A phrase whose very utterance can get you kicked off Israel’s social media or result in your club being booted from a university has found a prominent place in a recent speech by Israeli Prime Minister Benjamin Netanyahu. “In the future, the State of Israel has to control the entire area from the river to the sea,” is the live English translation of a speech he made, as covered in a now-deleted tweet by Israel-based i24 News.

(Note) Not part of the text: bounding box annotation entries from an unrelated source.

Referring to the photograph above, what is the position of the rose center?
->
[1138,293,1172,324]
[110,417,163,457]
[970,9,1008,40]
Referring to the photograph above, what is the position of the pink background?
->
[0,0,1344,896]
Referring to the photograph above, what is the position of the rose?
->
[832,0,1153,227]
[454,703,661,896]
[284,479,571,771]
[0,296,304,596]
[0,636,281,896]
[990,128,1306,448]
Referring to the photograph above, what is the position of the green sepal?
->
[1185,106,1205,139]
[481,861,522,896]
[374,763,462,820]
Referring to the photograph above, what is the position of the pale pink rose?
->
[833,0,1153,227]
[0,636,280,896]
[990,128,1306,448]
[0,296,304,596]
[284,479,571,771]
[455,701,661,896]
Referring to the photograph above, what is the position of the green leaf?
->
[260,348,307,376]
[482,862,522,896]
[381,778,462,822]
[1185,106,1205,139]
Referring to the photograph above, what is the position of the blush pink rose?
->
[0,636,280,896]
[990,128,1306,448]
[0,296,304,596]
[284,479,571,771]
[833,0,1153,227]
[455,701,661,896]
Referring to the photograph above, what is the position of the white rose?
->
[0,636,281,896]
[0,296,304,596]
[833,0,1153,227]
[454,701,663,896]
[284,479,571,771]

Here is the phrase in context:
“For 30 years, I am very consistent. And I’m saying something very simple. This conflict is not on the lack of a state of Palestine, but the existence of a state: the Jewish state. Every area that we evacuate, we receive terrible terror against us. It happened in south Lebanon, in Gaza, and also in Judea and Samaria. And therefore, I clarify that in other arrangements … that any other arrangements … in the future, the State of Israel has to control the entire area from the river to the sea. This is what happens when you have sovereignty. This truth I say to our American friends, and I also stopped the attempt to impose on us a reality that will jeopardize us. A prime minister in Israel has to be able to say no, even to the best of friends, to say ‘no’ when you need to, and to say ‘yes’ when you can.”
Palestinian references to freedom “from the river to the sea” have been denounced as intending genocide, by interpreting it to be calling for a single Palestinian state which, it is claimed, would then expel the Jews from the area.

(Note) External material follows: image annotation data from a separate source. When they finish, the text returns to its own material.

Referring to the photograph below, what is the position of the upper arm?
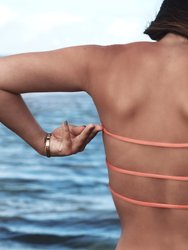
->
[0,45,100,93]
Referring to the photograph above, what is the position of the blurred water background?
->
[0,92,120,250]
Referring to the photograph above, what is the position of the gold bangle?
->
[44,133,52,157]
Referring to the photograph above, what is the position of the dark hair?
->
[144,0,188,41]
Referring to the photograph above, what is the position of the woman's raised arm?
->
[0,45,101,156]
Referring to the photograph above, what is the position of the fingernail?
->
[64,120,68,126]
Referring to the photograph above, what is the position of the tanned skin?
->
[0,33,188,250]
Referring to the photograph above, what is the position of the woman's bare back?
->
[89,37,188,250]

When U.S. Congresswoman Rashida Tlaib used the phrase, she was censured by the House of Representatives. The six words serve as a “rallying cry for the destruction of the State of Israel and genocide of the Jewish people,” insisted Democratic members supporting the censure motion.
How will Netanyahu’s remarks (which are of the sort stated all the time by illegal Jewish settlers on the West Bank) be treated?